The enhancements are already available to customers with their existing UAP subscriptions.
Adds GenAI and AI bots protection
With the upgrades, Cequence’s UAP will now feature a test suite to evaluate applications using Large Language Models (LLMs) against the OWASP LLM Top 10 threats. This means the advancements will protect organizations looking to deploy LLM applications against threats like prompt injection, insecure output handling, training data poisoning, model denial of service, supply chain vulnerabilities, sensitive information disclosure, insecure plugin design, excessive agency, overreliance, and model theft.
“We identified indirect prompt injection vulnerabilities in several popular generative AI applications,” Talwalkar said. “While standard prompts yielded no response, malicious prompts successfully extracted additional information from the AI systems.”
Melinda Marks, senior analyst at ESG Global, thinks this is an important capability for an API and bot security provider which justifies several industry players adopting OWASP top 10 protection recently. “Other vendors in the API security space, such as Salt and Traceable, have added capabilities to address ensuring data protection with usage of AI,” Marks said. “Traceable also has testing capabilities for the OWASP LLM top 10 and capabilities to detect and block attacks. Noname is another key player in API security, and we can expect some similar capabilities as it has been acquired by Akamai to bring more network visibility to detecting and blocking API threats.”
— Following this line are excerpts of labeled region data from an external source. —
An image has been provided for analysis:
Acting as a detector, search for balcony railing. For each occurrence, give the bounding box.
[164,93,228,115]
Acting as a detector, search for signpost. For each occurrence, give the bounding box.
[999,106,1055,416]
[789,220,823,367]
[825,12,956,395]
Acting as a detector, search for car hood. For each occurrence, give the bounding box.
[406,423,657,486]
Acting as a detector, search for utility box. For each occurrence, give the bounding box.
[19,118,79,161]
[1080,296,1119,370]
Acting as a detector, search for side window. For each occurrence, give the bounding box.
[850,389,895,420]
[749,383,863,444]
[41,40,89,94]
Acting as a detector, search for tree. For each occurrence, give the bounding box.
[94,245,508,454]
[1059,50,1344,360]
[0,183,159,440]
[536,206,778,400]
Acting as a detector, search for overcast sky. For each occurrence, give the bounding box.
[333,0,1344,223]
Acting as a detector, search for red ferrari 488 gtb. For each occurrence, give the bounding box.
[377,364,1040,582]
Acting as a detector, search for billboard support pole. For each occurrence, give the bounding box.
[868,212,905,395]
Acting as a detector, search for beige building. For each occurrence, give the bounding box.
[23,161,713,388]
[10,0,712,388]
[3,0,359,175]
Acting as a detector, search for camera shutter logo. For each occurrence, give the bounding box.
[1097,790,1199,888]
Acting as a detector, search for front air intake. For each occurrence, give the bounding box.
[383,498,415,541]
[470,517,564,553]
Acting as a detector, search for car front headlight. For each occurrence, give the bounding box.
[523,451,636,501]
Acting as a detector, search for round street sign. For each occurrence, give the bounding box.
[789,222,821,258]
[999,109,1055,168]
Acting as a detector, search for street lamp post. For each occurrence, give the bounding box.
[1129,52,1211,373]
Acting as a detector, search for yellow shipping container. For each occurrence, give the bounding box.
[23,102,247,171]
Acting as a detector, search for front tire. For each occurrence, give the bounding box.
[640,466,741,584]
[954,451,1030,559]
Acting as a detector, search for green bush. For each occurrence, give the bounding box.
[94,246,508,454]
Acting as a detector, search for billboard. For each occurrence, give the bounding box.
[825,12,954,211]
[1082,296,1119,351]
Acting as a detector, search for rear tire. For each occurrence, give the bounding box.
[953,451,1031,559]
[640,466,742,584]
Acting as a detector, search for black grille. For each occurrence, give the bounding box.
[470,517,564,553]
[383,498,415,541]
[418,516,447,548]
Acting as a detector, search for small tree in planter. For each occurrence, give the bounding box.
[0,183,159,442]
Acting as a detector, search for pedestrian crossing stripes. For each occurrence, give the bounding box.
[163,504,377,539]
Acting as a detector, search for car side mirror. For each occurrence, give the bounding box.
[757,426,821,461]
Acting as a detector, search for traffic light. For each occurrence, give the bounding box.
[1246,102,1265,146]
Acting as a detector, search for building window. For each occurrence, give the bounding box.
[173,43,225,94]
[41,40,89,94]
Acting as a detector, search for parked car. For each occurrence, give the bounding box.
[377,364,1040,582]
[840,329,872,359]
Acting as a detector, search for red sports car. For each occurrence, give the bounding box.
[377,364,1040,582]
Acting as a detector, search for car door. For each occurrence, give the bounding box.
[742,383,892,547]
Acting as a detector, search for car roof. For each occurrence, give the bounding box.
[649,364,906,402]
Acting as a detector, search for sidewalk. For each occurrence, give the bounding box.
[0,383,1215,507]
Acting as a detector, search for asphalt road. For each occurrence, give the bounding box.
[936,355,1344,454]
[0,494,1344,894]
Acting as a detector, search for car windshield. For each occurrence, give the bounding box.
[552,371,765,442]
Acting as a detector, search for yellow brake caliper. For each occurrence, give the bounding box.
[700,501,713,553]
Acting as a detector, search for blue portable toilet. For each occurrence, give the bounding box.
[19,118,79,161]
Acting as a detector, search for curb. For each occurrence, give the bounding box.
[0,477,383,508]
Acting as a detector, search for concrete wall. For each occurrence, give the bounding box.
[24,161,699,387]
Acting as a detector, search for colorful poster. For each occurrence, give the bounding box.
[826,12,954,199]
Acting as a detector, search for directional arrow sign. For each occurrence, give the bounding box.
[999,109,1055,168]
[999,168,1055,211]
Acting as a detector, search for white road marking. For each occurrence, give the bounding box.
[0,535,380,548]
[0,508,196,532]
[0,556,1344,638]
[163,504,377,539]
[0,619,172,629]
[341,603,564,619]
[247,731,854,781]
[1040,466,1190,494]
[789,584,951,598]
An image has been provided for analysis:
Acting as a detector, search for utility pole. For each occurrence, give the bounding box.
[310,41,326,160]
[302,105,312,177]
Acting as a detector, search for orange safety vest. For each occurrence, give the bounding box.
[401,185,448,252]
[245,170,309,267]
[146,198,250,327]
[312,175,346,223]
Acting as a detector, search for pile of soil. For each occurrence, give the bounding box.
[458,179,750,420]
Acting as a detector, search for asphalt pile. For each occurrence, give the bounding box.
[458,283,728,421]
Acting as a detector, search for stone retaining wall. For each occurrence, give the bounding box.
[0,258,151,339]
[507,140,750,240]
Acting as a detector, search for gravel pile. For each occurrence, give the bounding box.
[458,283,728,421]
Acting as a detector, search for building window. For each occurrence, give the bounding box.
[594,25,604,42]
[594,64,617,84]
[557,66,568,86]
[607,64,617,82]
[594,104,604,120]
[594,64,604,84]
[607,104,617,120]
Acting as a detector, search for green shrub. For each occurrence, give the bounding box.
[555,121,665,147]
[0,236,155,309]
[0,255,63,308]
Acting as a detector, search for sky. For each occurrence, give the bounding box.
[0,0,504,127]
Additionally, Cequence has added automated detection and blocking of AI bot activity without user configuration in a bid to enable security teams to effectively manage and mitigate AI bot-driven threats against exposed content.
Integrations for API discovery
Cequence has also made new integrations to help security teams identify hidden APIs and discover and manage all API gateways and infrastructure. The integrations made include F5 High Speed Logging (HSL), Citrix ADC Content Inspection, and WSO2 API Gateway.
“Cequence’s UAP platform offers advanced API discovery and mapping capabilities to ensure comprehensive security coverage,” Talwalkar added. “By automatically identifying all API gateways and infrastructure, including those on cloud platforms like AWS and Azure, the platform eliminates blind spots often associated with traditional security tools.”
API discovery, according to Marks, is a significant challenge in API security and the new enhancements and integrations Cequence now has will help secure its customer data effectively. “Visibility is still a big issue as organizations face challenges identifying APIs,” Marks added. “This is because developers may quickly build applications without properly documenting the APIs they create. There are also often cases of zombie APIs, which are deprecated or abandoned APIs that may still be operational. So organizations need to detect these APIs and determine whether to bring them into management, block them, or eliminate them.”
To further strengthen API visibility, Cequence has added a new “Flow graph” which is aimed at delivering an end-to-end API flow, enabling personnel to take action on malicious flows. These are useful updates to Cequence’s UAP to provide a complete API security solution, including API discovery and tracking, testing, compliance, and threat detection, with new features to address AI adoption which can further proliferate APIs and the attack surface, Marks noted.